Stream: wasmtime

Topic: ✔ Option to disable signal handling


view this post on Zulip Tyler Rockwood (Aug 22 2023 at 18:38):

Hello would wasmtime be open to an option that would allow disabling the usage of signals for implementing traps like the unreachable wasm instruction generating a SIGILL, etc? We run in an environment that has some complex interactions with signal handlers and signal blocking/unblocking. There are cases we I'm running into the process aborting or hanging due to these signals and I was wondering if a config option would be something the project would consider.

view this post on Zulip fitzgen (he/him) (Aug 22 2023 at 18:52):

set these options to zero and you should only use explicit bounds checks for memories:

view this post on Zulip fitzgen (he/him) (Aug 22 2023 at 18:52):

(instead of relying on signals)

view this post on Zulip Chris Fallin (Aug 22 2023 at 19:59):

Note that we still rely on signals for floating point errors on ISAs that support that (x86 does, aarch64 doesn't, for example)

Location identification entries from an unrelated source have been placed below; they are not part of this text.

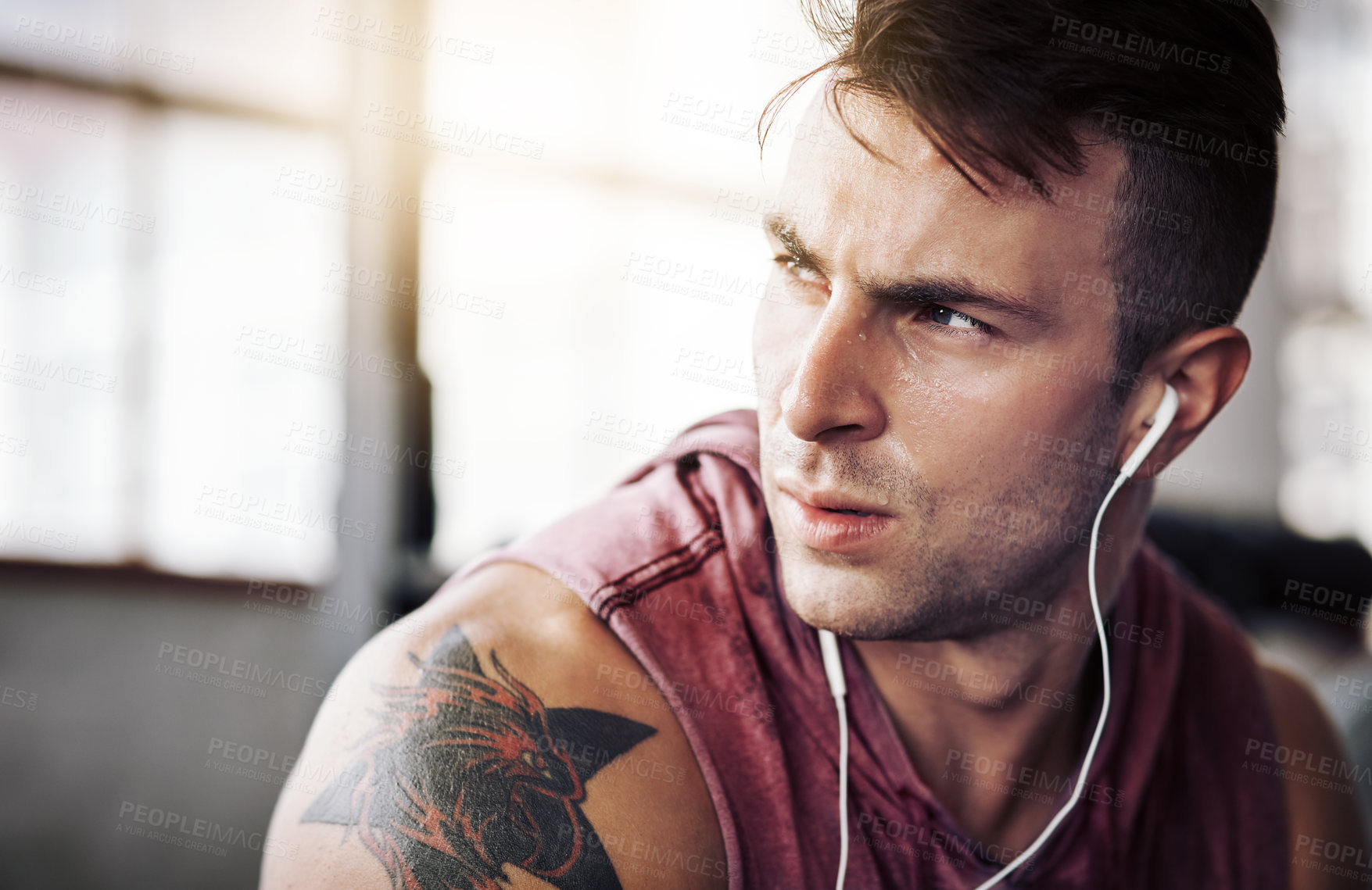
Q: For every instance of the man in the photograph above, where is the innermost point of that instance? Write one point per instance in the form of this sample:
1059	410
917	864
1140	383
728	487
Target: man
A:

view this post on Zulip Chris Fallin (Aug 22 2023 at 20:01):

Currently we don't have a codegen option to not rely on this, it seems; I think we might have in the past and it was removed (someone would have to do some more digging here)

view this post on Zulip Chris Fallin (Aug 22 2023 at 20:02):

(this is for div-by-0 at least; we seem to still have explicit checks for INT_MIN / -1)

view this post on Zulip Tyler Rockwood (Aug 22 2023 at 20:26):

Thank you, yes I'm thinking about the SIGFPE for division by zero on x86 and not using ud2 and similar instructions for unreachable.

Would having a codegen option to not rely on this be something that would be considered?

view this post on Zulip Chris Fallin (Aug 22 2023 at 20:30):

I think it's reasonable to at least consider. One thing we always worry about with more configuration options is the testing and maintenance overhead; but if this is localized to a few operations (div, rem) maybe it's not so bad.

Getting from a ud2 to the trap handler may be a bit trickier though: right now our "explicit checks" still rely on that opcode to exit the Wasm. We'd need an alternate mechanism (e.g. a jump to some address that we patch in, or provide in the vmctx) for this to work.

If we do have this mode, we'd want to test it with an integration test that sets a new option on Engine to not register any signal handlers, then run either the Wasm test suite or at least specific tests we know to rely on trapping.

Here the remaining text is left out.